Abstract
Background
Cardiac dysfunction is often seen following neurological injury. Data regarding cardiac involvement after ischemic stroke is sparse. We investigated the association of electrocardiographic (ECG) and echocardiographic variables with neurological outcomes after an acute ischemic stroke.
Methods
We retrospectively collected baseline characteristics, stroke location, National Institute of Health Stroke Scale (NIHSS) at the time of admission, acute reperfusion treatment, ECG parameters, and echocardiographic data on 174 patients admitted with acute ischemic stroke.

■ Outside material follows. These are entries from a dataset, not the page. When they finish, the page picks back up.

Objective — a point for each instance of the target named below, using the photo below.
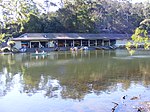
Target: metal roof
(49, 36)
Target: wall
(18, 44)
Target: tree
(140, 36)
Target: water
(74, 82)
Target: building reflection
(73, 77)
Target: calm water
(74, 82)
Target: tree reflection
(71, 78)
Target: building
(67, 40)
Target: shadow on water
(108, 75)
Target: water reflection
(67, 75)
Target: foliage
(2, 37)
(140, 37)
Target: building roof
(59, 36)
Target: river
(87, 81)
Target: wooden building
(66, 40)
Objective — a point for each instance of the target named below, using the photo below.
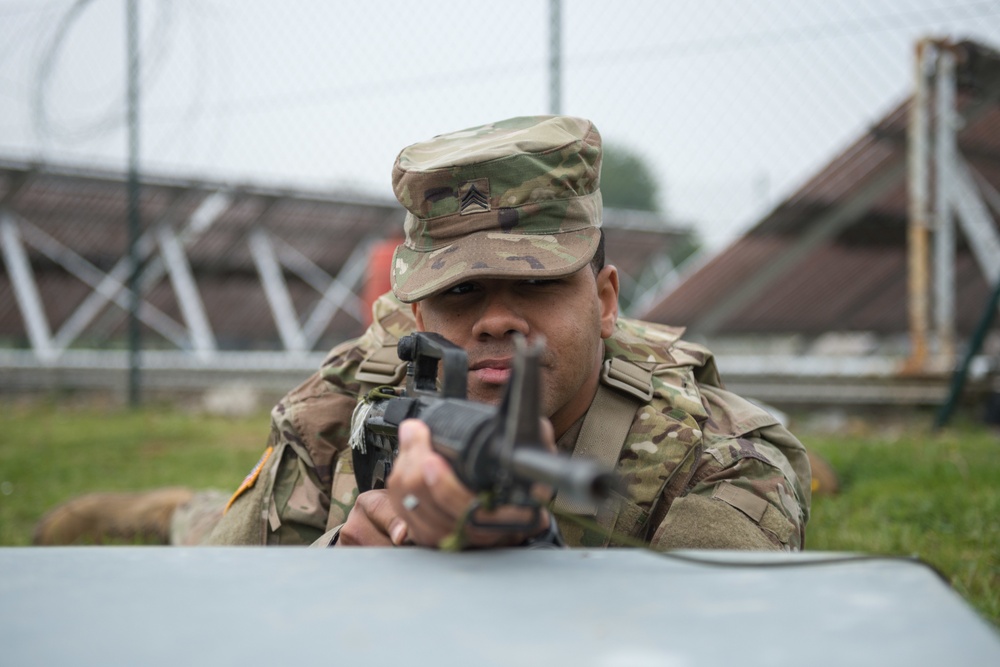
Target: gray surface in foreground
(171, 606)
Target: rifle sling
(623, 389)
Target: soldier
(503, 237)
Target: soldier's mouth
(492, 371)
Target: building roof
(832, 257)
(76, 215)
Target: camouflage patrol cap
(519, 198)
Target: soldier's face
(573, 313)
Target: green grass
(49, 454)
(935, 496)
(904, 492)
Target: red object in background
(377, 280)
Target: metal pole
(962, 371)
(555, 57)
(917, 232)
(134, 340)
(944, 224)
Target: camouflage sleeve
(751, 484)
(286, 498)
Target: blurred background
(263, 135)
(195, 205)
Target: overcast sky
(732, 103)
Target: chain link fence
(731, 104)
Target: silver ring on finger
(410, 502)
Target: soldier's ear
(607, 294)
(415, 307)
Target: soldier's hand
(425, 492)
(373, 522)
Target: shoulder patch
(251, 478)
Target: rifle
(497, 452)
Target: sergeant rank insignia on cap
(474, 196)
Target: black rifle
(497, 450)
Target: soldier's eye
(462, 288)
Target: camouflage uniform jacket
(703, 467)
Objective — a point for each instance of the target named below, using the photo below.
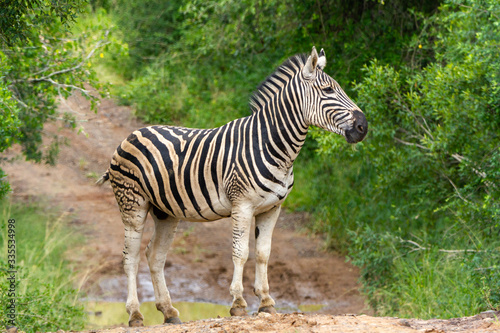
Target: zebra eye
(328, 90)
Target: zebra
(242, 170)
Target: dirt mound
(199, 266)
(298, 322)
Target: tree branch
(411, 144)
(418, 247)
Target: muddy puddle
(110, 314)
(108, 310)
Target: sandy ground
(199, 266)
(297, 322)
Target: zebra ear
(310, 67)
(322, 59)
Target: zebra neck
(283, 131)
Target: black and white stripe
(198, 174)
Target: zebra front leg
(242, 221)
(156, 252)
(134, 225)
(264, 226)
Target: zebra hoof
(238, 312)
(135, 323)
(268, 309)
(173, 320)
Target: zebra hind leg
(134, 209)
(134, 221)
(242, 221)
(156, 252)
(264, 226)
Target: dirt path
(320, 323)
(199, 267)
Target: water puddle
(106, 314)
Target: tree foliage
(421, 194)
(41, 64)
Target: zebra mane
(279, 78)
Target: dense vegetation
(45, 297)
(41, 62)
(416, 204)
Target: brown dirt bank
(199, 266)
(297, 322)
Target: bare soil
(199, 266)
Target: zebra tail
(103, 178)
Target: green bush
(45, 298)
(434, 182)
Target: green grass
(45, 297)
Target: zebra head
(327, 105)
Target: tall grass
(45, 297)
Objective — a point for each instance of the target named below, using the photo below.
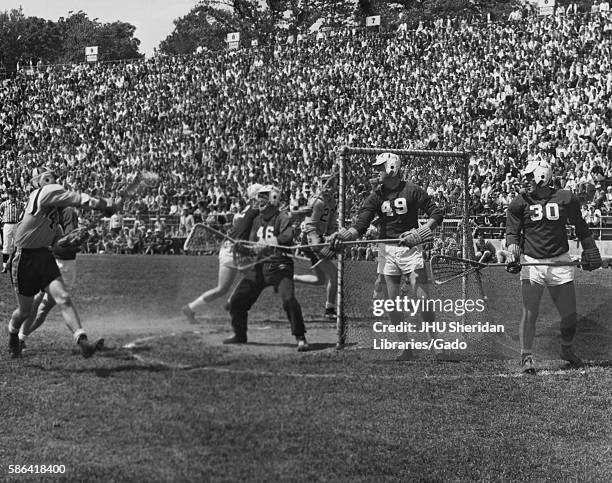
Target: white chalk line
(151, 361)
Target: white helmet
(391, 161)
(541, 170)
(43, 175)
(328, 183)
(273, 195)
(253, 190)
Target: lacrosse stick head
(445, 269)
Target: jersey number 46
(550, 210)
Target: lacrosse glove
(591, 259)
(416, 236)
(513, 264)
(343, 234)
(75, 239)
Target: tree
(32, 39)
(115, 40)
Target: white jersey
(322, 218)
(39, 226)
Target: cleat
(330, 313)
(567, 354)
(88, 349)
(14, 346)
(528, 364)
(302, 344)
(190, 314)
(235, 340)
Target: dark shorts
(32, 270)
(314, 254)
(309, 252)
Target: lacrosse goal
(359, 325)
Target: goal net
(462, 327)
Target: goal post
(436, 171)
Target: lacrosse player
(33, 267)
(397, 203)
(65, 257)
(321, 221)
(227, 270)
(536, 232)
(270, 227)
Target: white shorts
(226, 255)
(547, 275)
(68, 271)
(8, 237)
(396, 260)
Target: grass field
(179, 406)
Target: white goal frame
(344, 155)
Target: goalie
(536, 232)
(322, 221)
(270, 227)
(397, 203)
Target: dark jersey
(272, 222)
(398, 210)
(243, 222)
(69, 221)
(538, 225)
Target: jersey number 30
(400, 207)
(550, 210)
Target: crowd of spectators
(210, 124)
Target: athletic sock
(79, 336)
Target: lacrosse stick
(247, 254)
(445, 268)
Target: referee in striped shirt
(10, 214)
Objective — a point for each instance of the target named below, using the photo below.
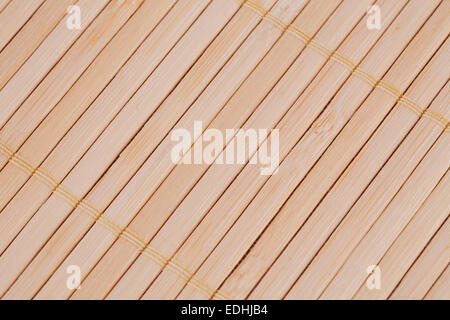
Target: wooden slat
(79, 139)
(30, 36)
(427, 268)
(395, 217)
(365, 167)
(204, 238)
(201, 73)
(62, 77)
(310, 191)
(14, 16)
(4, 4)
(413, 239)
(440, 290)
(215, 95)
(78, 99)
(86, 172)
(43, 59)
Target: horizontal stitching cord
(349, 64)
(97, 215)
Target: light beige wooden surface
(86, 176)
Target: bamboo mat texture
(224, 149)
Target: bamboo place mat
(347, 99)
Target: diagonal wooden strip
(236, 31)
(43, 59)
(413, 239)
(105, 107)
(325, 172)
(394, 218)
(441, 288)
(85, 90)
(427, 268)
(125, 125)
(236, 109)
(364, 167)
(30, 36)
(98, 217)
(61, 78)
(79, 138)
(72, 106)
(200, 74)
(212, 99)
(216, 223)
(300, 160)
(14, 16)
(4, 4)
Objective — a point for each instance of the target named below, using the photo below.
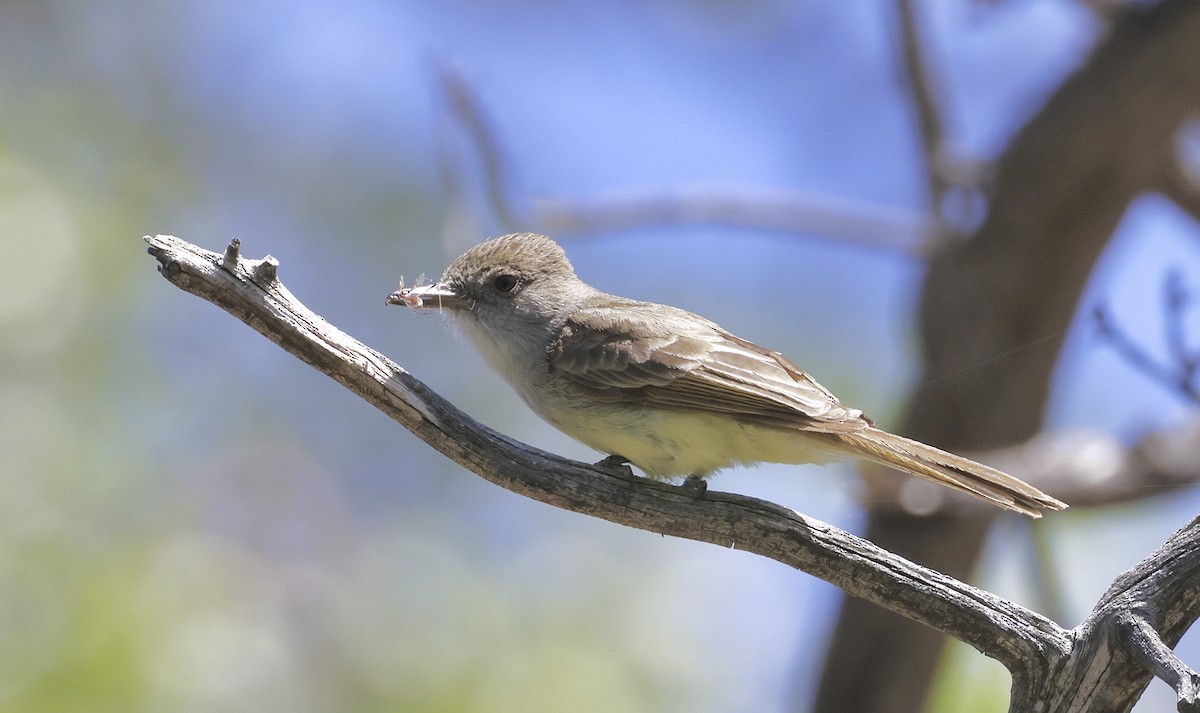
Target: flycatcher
(661, 388)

Outcomes of the stroke were based on cerebral performance category (CPC) with a CPC score of 1–2 indicating a good outcome and a CPC score of 3–5 indicating a poor outcome.
Results
Older age (75.31 ± 11.89 vs. 65.16 ± 15.87, p < 0.001, OR = 1.04, 95 % CI 1.01–1.07), higher heart rate (80.63 ± 18.69 vs. 74.45 ± 17.17 bpm, p = 0.024, OR = 1.02, 95 % CI 1.00–1.05) longer QTc interval (461.69 ± 39.94 vs. 450.75 ± 35.24, p = 0.024, OR = 1.01, 95 % CI 0.99–1.02), NIHSS score (60.9 % vs. 17.8 %, p < 0.001, OR = 14.90, 95 % CI 3.83–69.5), and thrombolysis (15 % vs. 5 %, p = 0.049, OR = 0.55, 95 % CI 0.10–2.55) were associated with poor neurological outcomes. However, when adjusted for age and NIHSS, heart rate and QTc were no longer statistically significant. None of the other ECG and echocardiographic variables were associated neurological outcomes.
Conclusions
Elevated heart rate and longer QTc intervals may potentially predict poor neurological outcomes. Further studies are needed for validation and possible integration of these variables in outcome predicting models.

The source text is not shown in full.